«A sus órdenes estaban Edén, Miniamín, Jesúa, Semaías, Amarías y Secanías, en las ciudades de los sacerdotes, para dar con fidelidad a sus hermanos sus porciones conforme a sus grupos, lo mismo al mayor que al menor» (2 Crónicas 31: 15).
En cierta ocasión en un reino lejano, el monarca mandó a llamar a los jóvenes de la provincia pues debía elegir esposo para su hija. Llegaron los candidatos y el rey les entregó una semilla que ellos debían plantar, regar y cuidar hasta que esta brotara. Quien al cabo de seis meses llevara la flor más hermosa al palacio, sería el futuro esposo de la princesa y futuro rey del país. Concluido el tiempo estipulado, todos los jóvenes trajeron sus lindas flores en hermosas macetas; todos menos uno. Su maceta estaba vacía y los demás se burlaban de él. Sin embargo, después de ver todas las flores, el rey llamó al joven de la maceta vacía y lo presentó como su yerno. Ante el asombro de todos, el rey explicó que todos eran unos mentirosos, pues la semilla que repartió era estéril.
La palabra fe en Gálatas 5: 22, viene del griego «pistis», que significa tanto «fe» como «fidelidad». La «fidelidad» es una cualidad de la conducta que permite que otros tengan confianza en nosotros, es una norma de conducta. «Fidelidad» sería en este pasaje, una característica más apropiada, pues se aproxima más a los otros aspectos del «fruto» del Espíritu que se hallan en la lista.
De acuerdo con esta explicación, concluimos que quien tiene el fruto del Espíritu, es digna de confianza, pues en todas las actividades realizadas lleva el sello de la «fidelidad». El joven que llevó su maceta vacía, era el único en todo el reino digno de confianza, cualidad indispensable para trabajar en los asuntos de un reino o de un país. La «fidelidad» es uno de los valores que cada vez más se escasean entre los seres humanos.

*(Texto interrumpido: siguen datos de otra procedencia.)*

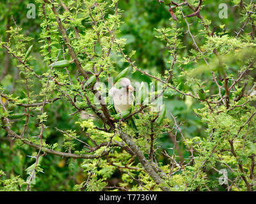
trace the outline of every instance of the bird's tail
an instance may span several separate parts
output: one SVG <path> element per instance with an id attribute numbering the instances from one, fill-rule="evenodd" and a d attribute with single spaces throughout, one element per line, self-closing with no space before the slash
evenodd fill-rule
<path id="1" fill-rule="evenodd" d="M 136 136 L 136 138 L 139 136 L 139 132 L 138 131 L 137 127 L 135 124 L 134 120 L 132 117 L 131 117 L 128 119 L 128 124 L 132 127 L 133 131 L 135 132 L 135 135 Z"/>

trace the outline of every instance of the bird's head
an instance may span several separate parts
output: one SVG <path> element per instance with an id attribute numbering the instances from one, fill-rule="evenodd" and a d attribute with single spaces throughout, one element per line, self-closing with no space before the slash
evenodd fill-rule
<path id="1" fill-rule="evenodd" d="M 122 89 L 127 89 L 127 90 L 133 91 L 133 87 L 131 84 L 131 81 L 127 78 L 122 78 L 120 80 L 120 85 Z"/>

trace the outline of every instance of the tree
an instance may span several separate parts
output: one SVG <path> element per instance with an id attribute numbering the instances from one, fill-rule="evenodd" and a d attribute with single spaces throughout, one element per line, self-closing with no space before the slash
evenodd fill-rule
<path id="1" fill-rule="evenodd" d="M 83 169 L 86 177 L 81 173 L 72 184 L 74 190 L 255 189 L 252 1 L 232 2 L 243 24 L 234 36 L 221 21 L 206 18 L 209 5 L 202 1 L 132 1 L 140 6 L 131 10 L 156 6 L 166 17 L 160 23 L 150 19 L 157 27 L 138 47 L 132 44 L 144 38 L 138 30 L 148 28 L 136 14 L 139 27 L 129 34 L 131 25 L 121 19 L 122 13 L 124 18 L 131 14 L 118 8 L 118 0 L 36 3 L 40 32 L 24 33 L 9 16 L 6 38 L 0 43 L 1 57 L 9 62 L 1 68 L 0 139 L 11 145 L 15 141 L 23 158 L 19 167 L 26 155 L 33 159 L 26 173 L 0 171 L 1 189 L 44 189 L 37 181 L 47 169 L 42 163 L 53 162 L 51 155 L 60 162 L 70 158 L 70 169 Z M 17 72 L 8 69 L 10 64 Z M 144 84 L 134 84 L 139 99 L 131 112 L 120 115 L 108 91 L 124 76 Z M 173 101 L 188 111 L 175 113 Z M 132 117 L 138 131 L 127 124 Z M 32 149 L 35 152 L 28 153 Z M 56 173 L 65 180 L 64 173 Z"/>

Con el fin de sacar ventajas, hombres y mujeres son capaces de decir mentiras, alterar números, alterar las pesas, falsificar firmas y billetes, borrar mensajes del celular, borrar el historial de búsqueda en los sitios web, entre otras cosas.
Los hombres mencionados en el texto bíblico, habían sido elegidos para desempeñar aquel cargo por su fidelidad. No podemos esperar mostrar fidelidad en los asuntos del reino de los cielos, si aquí en la tierra no somos dignos de confianza. Actuemos con fidelidad hacia Dios, hacia nuestros prójimos y hacia nosotras mismas.